Secondly, we should consider our influence. Are we exercising our gifts for the Kingdom of God and the growth of His Church or are we selfishly using them for personal interest only? We all have a gift that influences somehow, and in one way or another. A person’s gift can be used to promote self or God’s Kingdom. Spiritual gifts are not aside from our natural gifts God assigned us. They are the same. For example, the naturally gifted salesperson is the same person that can easily engage people in conversation toward spiritual things. The talented musician can lead people in meaningful worship or selfishly entertain a large audience with his/her talent. The brevity of life is usually the unrecognized, underlying motivator in the choice for self or God. Either it is “Life is short I must do more for God.” or “Life is short I must do more for me.” Along with legitimate uses of our natural talent, the brevity of life must propel us to think and act more for the Kingdom of God.

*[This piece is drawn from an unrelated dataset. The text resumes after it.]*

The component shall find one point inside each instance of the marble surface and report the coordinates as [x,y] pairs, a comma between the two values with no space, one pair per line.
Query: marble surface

Thirdly, let us measure our treatment of folks around us. Are we treating others as God would have us? Luke 12:25 tells of the servant, who because time was extended to him, began beating his menservants. A constant awareness of the brevity of life helps us treat humanity around us with kindness. The story is told of an old Bishop on his death bed. Being suddenly confronted with death he began calling people to his bedside, apologizing and asking forgiveness for his harshness and severity in administration. While it is precious that a man can find forgiveness in such a late hour, would it not have served a much greater purpose of holiness to have spared all those folks from hurt by living with the brevity of life in mind at all times? It is God’s will that we treat every human being with kindness.
Lastly, let us consider the transitioning of responsibilities before our passing. For fathers and mothers with young children, it is essential that we consider death in order to put into place such things as wills, living wills, etc. Not only will this ease the decisions others would need to make but also helps ensure your children would be cared for by people that you have approved of on a spiritual level. Church leaders should prepare early for the passing on of the mantle. They should seek the welfare and stability of the Church by providing sufficient, competent and younger ordained men. Numbers 8:23-26 is a directive of God to Moses concerning spiritual leadership. The regular and heavy work was to be performed by the 25–50-year-old Levites. The Levites 50 years and older were to be general directors, counselors, and ensuring that no unclean person or thing entered the tabernacle. Our awareness of the brevity of life should prompt us to provide as much as is humanly possible for all those who follow.
The brevity of life is not just about life ending. It is about meeting God. The God who is our Maker and Creator has expectations for each of us by which we will be judged.